Es ist ein Bonmot, das wohl schon jeder Einheimische mal gehört hat: Im Kanton Luzern leben mehr Schweine als Menschen. 422'707 waren es letztes Jahr. Zu ihnen gesellen sich auf den Luzerner Bauernhöfen und Mastbetrieben knapp 150'000 Rinder, 18'000 Schafe, ein paar Tausend Ziegen und Pferde sowie 1,3 Millionen Hühner.
Nirgends im Land werden auf vergleichbarer Fläche so viele Tiere gehalten. Das hat Schattenseiten: Belastete Böden, Seen, die man lüften muss und tonnenweise Gülle, die man ins Ausland exportieren muss. Für das Klima ist die hohe Nutztierdichte keinesfalls von Vorteil. Rund ein Viertel der Luzerner Treibhausgase stammt aus der Landwirtschaft.
Klar ist darum: Im Kanton Luzern sollen künftig weniger Nutztiere leben. Das ist eines der Ziele der neuen Klimapolitik. In der Landwirtschaft sollen die Treibhausgasemissionen bis ins Jahr 2050 halbiert werden. Das ist im Vergleich zu anderen Bereichen – etwa Mobilität oder Gebäude – wenig, aber angesichts der aktuellen Strukturen doch ambitioniert.

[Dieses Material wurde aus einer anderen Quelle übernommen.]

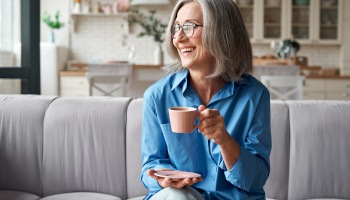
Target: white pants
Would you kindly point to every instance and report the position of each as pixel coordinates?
(177, 194)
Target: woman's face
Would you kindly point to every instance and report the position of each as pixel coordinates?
(190, 49)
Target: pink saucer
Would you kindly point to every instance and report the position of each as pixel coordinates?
(176, 174)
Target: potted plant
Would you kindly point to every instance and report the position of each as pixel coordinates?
(152, 26)
(52, 24)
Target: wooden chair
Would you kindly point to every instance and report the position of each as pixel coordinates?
(109, 79)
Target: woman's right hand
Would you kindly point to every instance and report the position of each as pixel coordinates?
(168, 182)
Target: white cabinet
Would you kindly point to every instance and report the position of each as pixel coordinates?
(74, 85)
(309, 21)
(327, 89)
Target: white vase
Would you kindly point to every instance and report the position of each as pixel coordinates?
(158, 55)
(52, 36)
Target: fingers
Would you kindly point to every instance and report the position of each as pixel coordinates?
(211, 125)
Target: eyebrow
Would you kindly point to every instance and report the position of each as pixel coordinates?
(189, 20)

Denn den Bauern zu befehlen, weniger Tiere zu halten, das empfand man in Luzern in der Vergangenheit als zu krasser Eingriff in ihre unternehmerische Freiheit. Zudem ist fraglich, ob das Problem damit gelöst ist. Denn die Emissionen sollen sich nicht einfach in andere Regionen verlagern, indem mehr Fleisch importiert wird. Vielmehr will der Kanton, dass Konsumenten und Bauern in dieselbe Richtung gehen. Sprich: Luzernerinnen sollen gleichzeitig mehr lokale Lebensmittel kaufen – und so den einheimischen Bauern eine Zukunft ermöglichen.
Zuger Kirschen, Walliser Aprikosen – und Luzerner Himbeeren?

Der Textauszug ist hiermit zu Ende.